Parametric investigation of autofrettage process in thick spherical vessel made of functionally graded materials

In this paper, the effect of autofrettage process parameters on the ultimate pressure that functionally graded spherical vessel can tolerate are investigated. FGM properties and autofrettage pressure are considered as important parameters. Assumptions are variation of properties of FGM in radial direction, the residual stress in the absence of Bauschinger effect with the operation of variable material property method for bilinear material and power law fraction distribution for FG vessel calculated. The stress distribution in loading phase is computed using projection method and rule of mixture for FGM and elastic solution for thick spherical vessel. In unloading phase the material behavior is assumed to be isotropic and residual stress computed by using superposition method for loading and unloading phase.
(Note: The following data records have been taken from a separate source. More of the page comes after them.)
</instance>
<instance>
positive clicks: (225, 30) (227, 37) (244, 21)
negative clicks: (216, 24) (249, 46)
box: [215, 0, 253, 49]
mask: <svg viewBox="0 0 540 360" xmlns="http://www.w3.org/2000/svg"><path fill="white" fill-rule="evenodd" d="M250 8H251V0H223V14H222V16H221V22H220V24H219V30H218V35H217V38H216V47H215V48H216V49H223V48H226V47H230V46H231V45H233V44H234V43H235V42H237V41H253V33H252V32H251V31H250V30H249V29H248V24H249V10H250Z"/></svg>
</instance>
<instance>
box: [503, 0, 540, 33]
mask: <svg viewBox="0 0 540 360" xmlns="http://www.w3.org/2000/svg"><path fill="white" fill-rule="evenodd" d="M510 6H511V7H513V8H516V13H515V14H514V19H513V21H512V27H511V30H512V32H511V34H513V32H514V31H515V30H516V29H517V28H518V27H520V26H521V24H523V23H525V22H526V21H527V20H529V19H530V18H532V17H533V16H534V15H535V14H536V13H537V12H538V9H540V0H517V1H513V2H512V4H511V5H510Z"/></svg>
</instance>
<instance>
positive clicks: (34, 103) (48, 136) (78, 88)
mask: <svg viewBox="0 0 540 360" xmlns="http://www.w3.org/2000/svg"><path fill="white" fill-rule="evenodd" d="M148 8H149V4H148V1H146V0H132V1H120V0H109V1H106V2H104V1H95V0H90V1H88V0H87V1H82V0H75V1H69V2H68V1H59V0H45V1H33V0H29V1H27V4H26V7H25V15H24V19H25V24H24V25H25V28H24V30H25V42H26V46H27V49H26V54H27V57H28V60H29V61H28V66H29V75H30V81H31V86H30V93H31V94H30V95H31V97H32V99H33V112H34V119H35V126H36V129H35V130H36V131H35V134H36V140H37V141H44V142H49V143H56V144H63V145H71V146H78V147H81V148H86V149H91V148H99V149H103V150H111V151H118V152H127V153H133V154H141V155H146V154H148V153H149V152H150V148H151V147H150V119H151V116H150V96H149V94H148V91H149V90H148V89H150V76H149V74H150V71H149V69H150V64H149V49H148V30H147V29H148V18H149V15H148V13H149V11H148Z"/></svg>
For reloading phase the rules of linear mixture employed for estimating the ultimate strength of FGM. By assuming functionally graded material properties and autofrettage process as effective parameters on amount of pressure capacity of autofrettaged vessel, the effects of parameters discussed separately. The results illustrate considerable effect of volume fraction used in FGM (up to 35% compared to full metal case) and inhomogeneity exponent (up to 154% compared to homogeneous case) on amount of ultimate pressure which is mentioned in results of parametric analyzing.